Richard Roberts with MEP Founder Suzie Fehsenfeld.
An excerpt from the article
Political instability and negative press coverage also affect the tourism industry in Kenya. People hope the August general election will be more peaceful than that in 2007, but there is already tension in the air, stoked by the armed pastoralists who have been entering conservancies and private land in northern Kenya, bringing with them huge herds of livestock to graze, following severe droughts in the country.
“When the tourism numbers drop, it’s massively detrimental to wildlife,” says Richard Roberts, co-founder of the Mara Elephant Project, which protects elephants in the greater Mara ecosystem, the northern portion of the Serengeti plains. “Our national parks fail, and our community conservation areas can’t survive.
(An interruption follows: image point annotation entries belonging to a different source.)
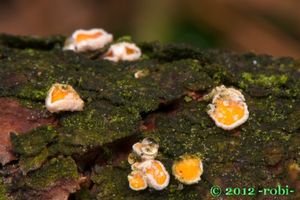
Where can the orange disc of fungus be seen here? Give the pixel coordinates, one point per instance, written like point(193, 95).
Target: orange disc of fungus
point(188, 169)
point(87, 40)
point(123, 51)
point(137, 181)
point(62, 97)
point(156, 175)
point(228, 108)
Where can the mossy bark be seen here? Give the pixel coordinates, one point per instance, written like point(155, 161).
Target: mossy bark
point(166, 104)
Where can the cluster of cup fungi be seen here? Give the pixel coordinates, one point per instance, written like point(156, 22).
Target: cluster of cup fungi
point(227, 109)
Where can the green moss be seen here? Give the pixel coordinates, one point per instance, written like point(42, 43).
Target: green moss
point(263, 80)
point(116, 104)
point(32, 163)
point(57, 169)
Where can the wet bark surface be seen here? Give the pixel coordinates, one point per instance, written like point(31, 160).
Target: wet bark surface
point(83, 155)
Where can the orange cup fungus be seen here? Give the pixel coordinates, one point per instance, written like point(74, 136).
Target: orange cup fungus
point(147, 170)
point(228, 108)
point(188, 169)
point(87, 40)
point(123, 51)
point(62, 97)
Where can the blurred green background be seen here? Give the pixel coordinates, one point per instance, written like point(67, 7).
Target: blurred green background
point(261, 26)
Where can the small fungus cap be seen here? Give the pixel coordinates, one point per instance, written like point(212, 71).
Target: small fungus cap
point(137, 181)
point(228, 108)
point(123, 51)
point(188, 169)
point(147, 149)
point(62, 97)
point(87, 40)
point(156, 175)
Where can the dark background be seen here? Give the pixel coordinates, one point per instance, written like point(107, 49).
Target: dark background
point(262, 26)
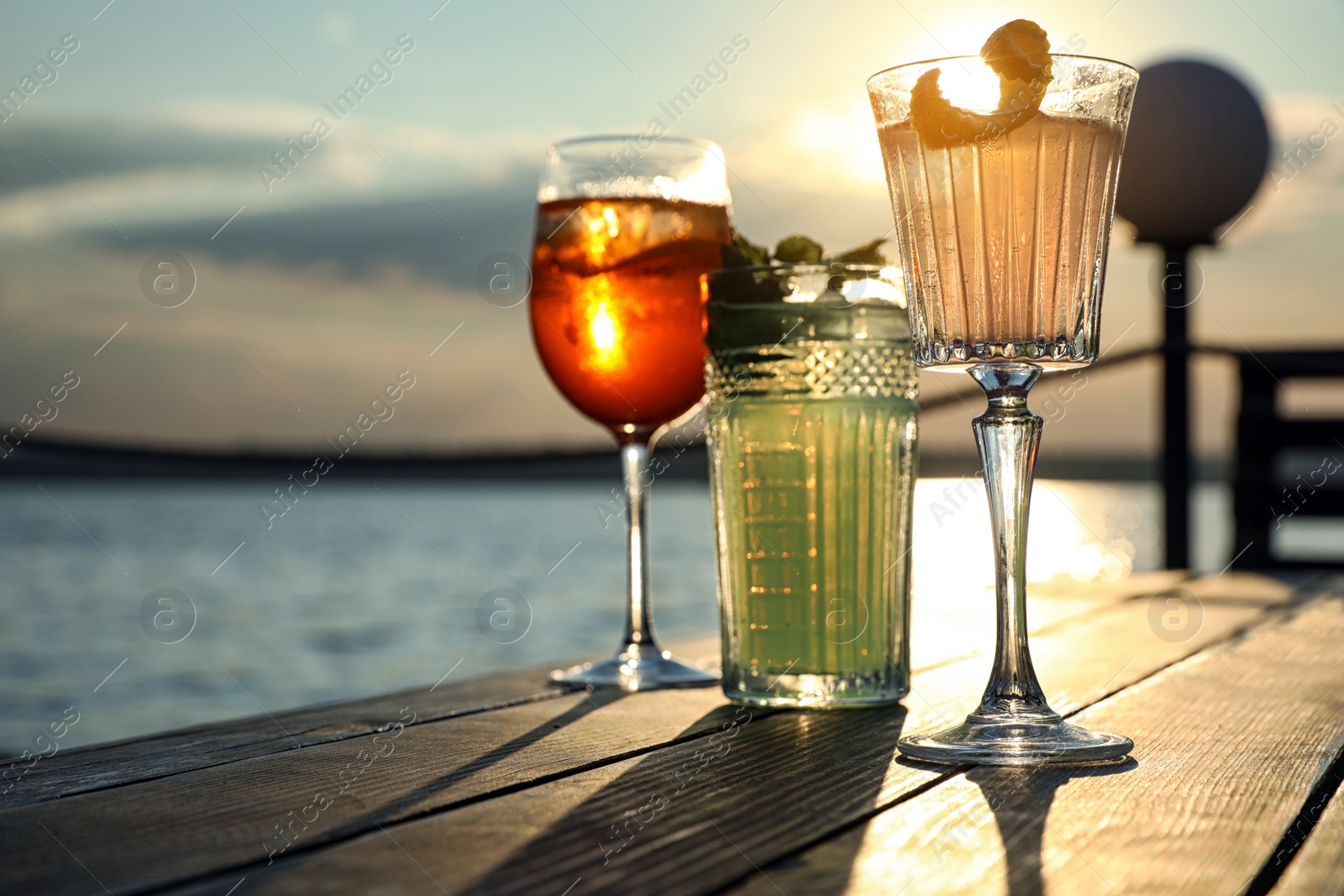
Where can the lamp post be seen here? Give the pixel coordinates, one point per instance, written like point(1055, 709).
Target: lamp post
point(1196, 152)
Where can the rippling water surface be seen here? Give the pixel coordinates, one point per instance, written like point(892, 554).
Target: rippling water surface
point(367, 587)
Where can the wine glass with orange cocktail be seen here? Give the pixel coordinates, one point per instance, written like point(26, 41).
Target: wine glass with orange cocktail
point(625, 228)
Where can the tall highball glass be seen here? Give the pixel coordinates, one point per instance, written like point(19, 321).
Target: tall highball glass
point(1003, 241)
point(625, 228)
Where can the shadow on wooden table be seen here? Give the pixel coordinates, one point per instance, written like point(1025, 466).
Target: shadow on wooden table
point(416, 799)
point(698, 815)
point(1021, 799)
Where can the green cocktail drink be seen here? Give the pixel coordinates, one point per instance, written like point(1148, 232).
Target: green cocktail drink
point(812, 464)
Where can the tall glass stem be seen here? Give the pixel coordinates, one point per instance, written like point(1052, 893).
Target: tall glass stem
point(635, 468)
point(1008, 436)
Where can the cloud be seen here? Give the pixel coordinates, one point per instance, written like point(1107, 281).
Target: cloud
point(201, 164)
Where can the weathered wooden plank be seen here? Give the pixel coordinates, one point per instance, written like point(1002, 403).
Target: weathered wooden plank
point(685, 819)
point(1319, 864)
point(141, 759)
point(1227, 747)
point(436, 766)
point(124, 762)
point(178, 752)
point(241, 813)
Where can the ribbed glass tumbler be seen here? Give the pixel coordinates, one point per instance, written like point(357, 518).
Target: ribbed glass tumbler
point(812, 427)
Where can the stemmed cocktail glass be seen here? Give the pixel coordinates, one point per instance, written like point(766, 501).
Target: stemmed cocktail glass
point(1003, 222)
point(625, 228)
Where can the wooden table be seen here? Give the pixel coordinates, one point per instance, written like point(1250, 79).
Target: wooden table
point(506, 786)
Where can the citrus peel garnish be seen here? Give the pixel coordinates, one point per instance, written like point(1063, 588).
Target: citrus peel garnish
point(1019, 54)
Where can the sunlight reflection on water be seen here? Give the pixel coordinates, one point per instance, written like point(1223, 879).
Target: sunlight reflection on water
point(358, 591)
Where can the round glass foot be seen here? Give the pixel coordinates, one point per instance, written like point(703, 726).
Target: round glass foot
point(1016, 743)
point(636, 668)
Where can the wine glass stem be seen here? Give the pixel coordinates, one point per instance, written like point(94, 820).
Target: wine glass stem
point(1008, 436)
point(635, 468)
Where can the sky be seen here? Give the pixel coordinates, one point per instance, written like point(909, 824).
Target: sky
point(313, 291)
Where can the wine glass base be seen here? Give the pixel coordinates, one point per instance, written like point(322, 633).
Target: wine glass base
point(635, 669)
point(1016, 743)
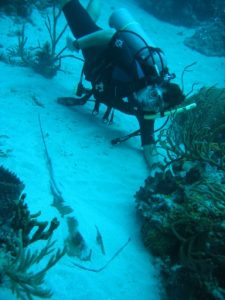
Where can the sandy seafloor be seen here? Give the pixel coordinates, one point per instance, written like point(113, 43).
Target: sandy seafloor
point(97, 180)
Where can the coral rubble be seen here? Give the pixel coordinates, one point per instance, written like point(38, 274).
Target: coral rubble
point(19, 229)
point(183, 205)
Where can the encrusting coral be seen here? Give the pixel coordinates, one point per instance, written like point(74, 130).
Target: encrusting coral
point(183, 204)
point(20, 269)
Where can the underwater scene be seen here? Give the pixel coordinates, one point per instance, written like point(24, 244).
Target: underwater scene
point(112, 150)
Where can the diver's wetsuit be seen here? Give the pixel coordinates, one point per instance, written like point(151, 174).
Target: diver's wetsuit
point(117, 77)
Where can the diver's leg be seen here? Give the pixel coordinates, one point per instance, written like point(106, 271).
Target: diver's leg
point(94, 9)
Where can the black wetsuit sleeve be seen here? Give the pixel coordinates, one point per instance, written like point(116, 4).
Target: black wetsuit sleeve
point(147, 131)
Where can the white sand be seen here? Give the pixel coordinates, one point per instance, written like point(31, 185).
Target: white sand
point(97, 180)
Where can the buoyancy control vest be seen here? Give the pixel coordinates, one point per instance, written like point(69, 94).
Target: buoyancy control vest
point(129, 63)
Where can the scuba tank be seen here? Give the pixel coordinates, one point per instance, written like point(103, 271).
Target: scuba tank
point(137, 40)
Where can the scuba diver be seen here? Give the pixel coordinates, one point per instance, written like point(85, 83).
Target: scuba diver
point(126, 71)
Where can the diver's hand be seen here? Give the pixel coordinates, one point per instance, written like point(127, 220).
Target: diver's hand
point(72, 44)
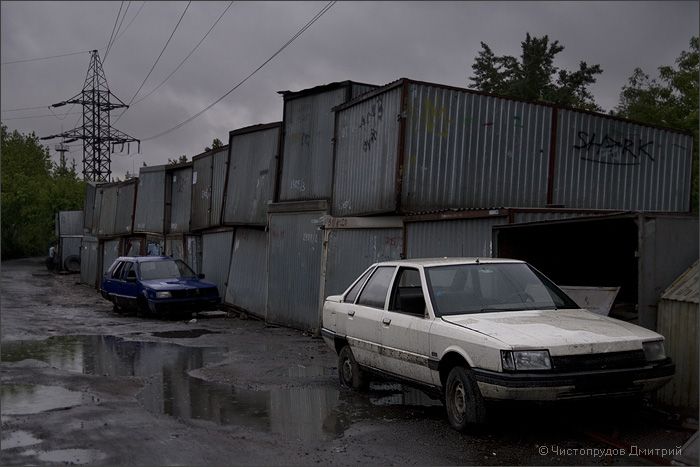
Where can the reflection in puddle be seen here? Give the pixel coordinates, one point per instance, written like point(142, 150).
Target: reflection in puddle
point(67, 456)
point(18, 439)
point(24, 399)
point(307, 404)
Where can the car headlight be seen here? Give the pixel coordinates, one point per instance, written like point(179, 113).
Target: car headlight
point(524, 360)
point(654, 351)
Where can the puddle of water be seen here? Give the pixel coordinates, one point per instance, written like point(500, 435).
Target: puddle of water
point(25, 399)
point(18, 439)
point(68, 456)
point(183, 334)
point(309, 412)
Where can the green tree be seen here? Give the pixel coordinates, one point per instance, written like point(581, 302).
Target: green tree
point(670, 100)
point(33, 190)
point(534, 76)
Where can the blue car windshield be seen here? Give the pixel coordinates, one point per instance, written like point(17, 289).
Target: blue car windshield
point(492, 287)
point(168, 269)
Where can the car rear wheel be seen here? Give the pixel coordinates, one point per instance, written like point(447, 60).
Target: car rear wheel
point(463, 400)
point(349, 372)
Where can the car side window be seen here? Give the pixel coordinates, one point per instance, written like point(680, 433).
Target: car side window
point(117, 271)
point(352, 294)
point(407, 295)
point(374, 293)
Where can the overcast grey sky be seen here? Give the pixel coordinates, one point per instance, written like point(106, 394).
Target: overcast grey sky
point(372, 42)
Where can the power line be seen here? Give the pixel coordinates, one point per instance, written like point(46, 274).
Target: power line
point(188, 55)
point(156, 62)
point(44, 58)
point(111, 36)
point(328, 6)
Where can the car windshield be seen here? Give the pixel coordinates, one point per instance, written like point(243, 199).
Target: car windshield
point(485, 288)
point(166, 269)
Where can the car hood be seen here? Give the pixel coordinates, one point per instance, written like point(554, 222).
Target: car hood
point(563, 332)
point(176, 284)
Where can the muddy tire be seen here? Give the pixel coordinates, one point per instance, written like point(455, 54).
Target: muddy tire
point(463, 401)
point(349, 372)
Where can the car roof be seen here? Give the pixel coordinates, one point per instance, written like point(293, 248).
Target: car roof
point(446, 261)
point(143, 259)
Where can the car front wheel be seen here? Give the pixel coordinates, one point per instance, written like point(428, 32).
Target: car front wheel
point(349, 372)
point(463, 400)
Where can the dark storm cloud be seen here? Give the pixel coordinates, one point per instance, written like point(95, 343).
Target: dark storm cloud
point(363, 41)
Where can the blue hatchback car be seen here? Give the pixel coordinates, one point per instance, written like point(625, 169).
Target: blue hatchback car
point(157, 284)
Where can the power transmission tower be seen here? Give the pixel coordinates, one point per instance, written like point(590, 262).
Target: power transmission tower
point(98, 136)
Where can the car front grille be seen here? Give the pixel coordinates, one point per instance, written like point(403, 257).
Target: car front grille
point(599, 361)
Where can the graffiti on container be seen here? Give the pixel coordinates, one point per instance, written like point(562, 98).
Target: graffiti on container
point(613, 151)
point(297, 185)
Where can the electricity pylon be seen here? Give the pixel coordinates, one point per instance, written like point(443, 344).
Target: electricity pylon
point(98, 136)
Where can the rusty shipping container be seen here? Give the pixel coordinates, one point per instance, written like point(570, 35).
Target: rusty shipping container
point(252, 174)
point(306, 171)
point(150, 200)
point(412, 146)
point(247, 276)
point(178, 198)
point(209, 171)
point(294, 264)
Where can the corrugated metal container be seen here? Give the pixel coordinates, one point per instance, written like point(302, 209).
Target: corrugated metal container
point(352, 246)
point(126, 200)
point(414, 146)
point(247, 277)
point(193, 252)
point(110, 252)
point(70, 223)
point(216, 257)
point(89, 261)
point(108, 209)
point(459, 237)
point(178, 199)
point(89, 206)
point(678, 323)
point(175, 247)
point(295, 254)
point(307, 150)
point(150, 200)
point(70, 246)
point(252, 173)
point(209, 171)
point(607, 163)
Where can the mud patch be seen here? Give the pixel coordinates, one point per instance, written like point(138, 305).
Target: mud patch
point(183, 334)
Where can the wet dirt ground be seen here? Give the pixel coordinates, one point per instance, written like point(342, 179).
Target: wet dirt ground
point(84, 385)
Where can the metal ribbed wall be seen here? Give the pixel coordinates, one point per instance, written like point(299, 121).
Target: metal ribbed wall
point(89, 258)
point(603, 163)
point(70, 223)
point(294, 269)
point(247, 277)
point(461, 237)
point(126, 196)
point(108, 209)
point(110, 252)
point(366, 150)
point(150, 201)
point(351, 251)
point(216, 256)
point(89, 206)
point(307, 160)
point(251, 175)
point(180, 200)
point(465, 150)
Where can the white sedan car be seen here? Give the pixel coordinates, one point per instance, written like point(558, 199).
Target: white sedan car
point(470, 329)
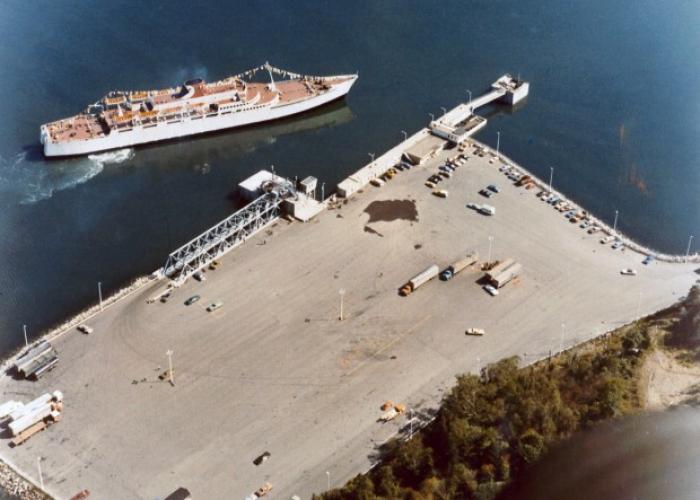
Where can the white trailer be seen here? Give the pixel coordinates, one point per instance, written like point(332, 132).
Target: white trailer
point(8, 407)
point(420, 279)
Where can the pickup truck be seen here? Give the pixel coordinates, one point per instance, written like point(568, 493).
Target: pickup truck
point(474, 331)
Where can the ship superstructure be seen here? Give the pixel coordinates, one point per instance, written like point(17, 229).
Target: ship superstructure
point(128, 118)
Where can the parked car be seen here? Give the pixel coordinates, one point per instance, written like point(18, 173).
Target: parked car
point(192, 300)
point(262, 458)
point(214, 306)
point(474, 331)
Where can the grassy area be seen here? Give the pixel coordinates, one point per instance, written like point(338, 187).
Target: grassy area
point(490, 427)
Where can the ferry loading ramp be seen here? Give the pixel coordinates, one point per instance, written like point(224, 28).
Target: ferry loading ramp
point(274, 369)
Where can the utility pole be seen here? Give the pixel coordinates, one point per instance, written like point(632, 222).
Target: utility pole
point(169, 353)
point(551, 176)
point(41, 476)
point(342, 294)
point(561, 338)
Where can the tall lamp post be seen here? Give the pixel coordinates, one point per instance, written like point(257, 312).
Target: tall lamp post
point(342, 294)
point(551, 177)
point(561, 338)
point(169, 353)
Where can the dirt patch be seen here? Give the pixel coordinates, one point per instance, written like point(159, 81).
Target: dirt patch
point(666, 382)
point(391, 210)
point(372, 231)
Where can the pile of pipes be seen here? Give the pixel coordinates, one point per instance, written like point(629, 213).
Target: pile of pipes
point(25, 420)
point(36, 361)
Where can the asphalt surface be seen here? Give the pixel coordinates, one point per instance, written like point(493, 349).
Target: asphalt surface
point(275, 370)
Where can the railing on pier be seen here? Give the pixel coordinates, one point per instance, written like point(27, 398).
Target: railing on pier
point(222, 237)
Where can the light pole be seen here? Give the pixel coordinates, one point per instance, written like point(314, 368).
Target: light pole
point(639, 305)
point(488, 262)
point(561, 338)
point(169, 353)
point(342, 294)
point(41, 476)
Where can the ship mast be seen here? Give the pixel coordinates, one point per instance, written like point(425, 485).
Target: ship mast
point(272, 80)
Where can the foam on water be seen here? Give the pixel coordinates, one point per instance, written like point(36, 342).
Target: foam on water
point(32, 182)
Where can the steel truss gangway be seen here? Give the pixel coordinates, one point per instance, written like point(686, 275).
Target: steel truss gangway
point(222, 237)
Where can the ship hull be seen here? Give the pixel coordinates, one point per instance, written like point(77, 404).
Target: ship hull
point(164, 131)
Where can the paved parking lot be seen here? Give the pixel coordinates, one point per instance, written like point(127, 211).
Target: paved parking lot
point(275, 370)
Without tourism, our remaining wildlife would all disappear.”
Roberts, a third-generation Kenyan who owns Richard’s Camp, which offers tented accommodation in the Mara North Conservancy, says the thousands of visitors drawn each year to the Maasai Mara – a large game reserve in southwestern Kenya, contiguous with Tanzania’s Serengeti National Park – provide a crucial cash injection to the land and its people, the Maasai, who own it.
“It’s rich, fertile land that supports the biggest number of wildlife, large mammals on the planet per acre,” Roberts says. “After the terrorism we had in Nairobi [including the 2013 Westgate shopping mall siege] and the last election violence, no tourists came. The Maasai were getting almost no revenue off their incredibly valuable land. Now, in Mara North, we lease the land off 800 land owners just in our conservancy.”